映画『ステキな金縛り』三谷幸喜 2011年10月29日公開

高熱を出し、インフルエンザの疑いがあるため、一昨日から自宅近くのホテルに閉じこもっていた。小さい子どもがいるので移す訳には行かないのである。

 

病院で診察を受けたところ、インフルエンザ検査ではない模様。無事に熱も下がり始めて回復してきたものの、ベッドの中で眠れず、時間を持て余している。資料がないので仕事をする気も起きない。


というわけでアマゾンプライムで映画観賞。

選んだのは三谷幸喜監督の『ステキな金縛り』。


笑いありホロリと涙あり。こういうのこそエンターテインメントだよ。俳優さんが大御所ばかりで、全てのキャラクターが魅力的。言わずもがな、西田敏行さん演じる落ち武者こと幽霊更科六兵衛が面白い。脇役ではあるが、小日向文世さん演じるあの世の管理局公安所属の段田譲治というキャラクターも良い。三谷幸喜作品に数多く登場する小日向文世さんは観客を引き込ませる不思議な魅力がある。


時折流れるアルプス一万尺(ヤンキードゥードゥル)の曲は、主人公の亡き父親が好きだったという『スミス都へ行く』の劇中歌とのこと。あの世の段田譲治もこれは名作だと唸る。こういうところにさりげない三谷幸喜の趣味が反映されているのが嬉しい。

 

残念な点もある。多くの邦画に言えることだが弁護士の視点からすると、コメディであるという点を差し引いても法廷描写が現実からかけ離れていて見ていられない。もし現実の裁判で幽霊が証人として呼べるとなったならばどうしたか、全くもって突拍子の無い話ではあるが、法律家に本気で考えさせてみたら(ギャグとして)面白いのではないか。

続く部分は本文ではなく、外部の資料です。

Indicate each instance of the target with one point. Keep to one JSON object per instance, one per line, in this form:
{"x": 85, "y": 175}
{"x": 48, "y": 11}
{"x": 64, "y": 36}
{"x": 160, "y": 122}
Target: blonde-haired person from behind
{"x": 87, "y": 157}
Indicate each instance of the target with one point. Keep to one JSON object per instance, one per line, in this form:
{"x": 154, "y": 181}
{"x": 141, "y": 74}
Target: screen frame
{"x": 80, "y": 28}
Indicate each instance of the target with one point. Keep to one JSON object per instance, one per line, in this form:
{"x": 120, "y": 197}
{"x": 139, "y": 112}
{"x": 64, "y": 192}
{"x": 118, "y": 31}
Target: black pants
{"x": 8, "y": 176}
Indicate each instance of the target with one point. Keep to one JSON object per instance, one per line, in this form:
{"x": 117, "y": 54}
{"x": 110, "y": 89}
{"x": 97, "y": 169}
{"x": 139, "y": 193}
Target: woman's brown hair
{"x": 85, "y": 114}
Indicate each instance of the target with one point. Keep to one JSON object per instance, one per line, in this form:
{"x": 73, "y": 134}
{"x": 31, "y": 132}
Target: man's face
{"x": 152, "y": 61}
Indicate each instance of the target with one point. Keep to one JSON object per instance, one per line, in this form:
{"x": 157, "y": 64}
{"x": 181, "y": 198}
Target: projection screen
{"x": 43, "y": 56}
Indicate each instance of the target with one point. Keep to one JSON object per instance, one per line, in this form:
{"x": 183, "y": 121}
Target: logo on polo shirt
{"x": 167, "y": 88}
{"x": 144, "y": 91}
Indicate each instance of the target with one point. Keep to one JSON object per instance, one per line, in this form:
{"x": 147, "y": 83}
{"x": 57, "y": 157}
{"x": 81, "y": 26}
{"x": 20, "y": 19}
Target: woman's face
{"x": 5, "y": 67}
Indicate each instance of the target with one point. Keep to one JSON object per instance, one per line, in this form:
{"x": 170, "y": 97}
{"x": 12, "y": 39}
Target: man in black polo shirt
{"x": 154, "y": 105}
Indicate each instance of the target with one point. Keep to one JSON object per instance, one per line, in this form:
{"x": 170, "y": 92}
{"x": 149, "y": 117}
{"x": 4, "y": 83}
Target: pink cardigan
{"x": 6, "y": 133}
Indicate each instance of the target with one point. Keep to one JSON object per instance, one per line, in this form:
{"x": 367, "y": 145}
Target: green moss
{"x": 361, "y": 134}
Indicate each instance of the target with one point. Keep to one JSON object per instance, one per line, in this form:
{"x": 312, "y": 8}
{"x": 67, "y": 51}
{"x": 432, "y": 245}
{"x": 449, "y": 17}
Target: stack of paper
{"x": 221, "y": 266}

第一審が必要性なしとして取り合わず、ところが控訴審の変人で有名な裁判長が審理不十分で差し戻し、やむを得ずに第一審で応じることに…という経過くらい挟んでもらえると手続的にはせめてものリアリティがある。なお、個人的には証人尋問でなく検証手続になるではないかと感じる。

 

楽しい映画を鑑賞して元気を取り戻しつつある。
帰宅したらシナモンティーを飲もう。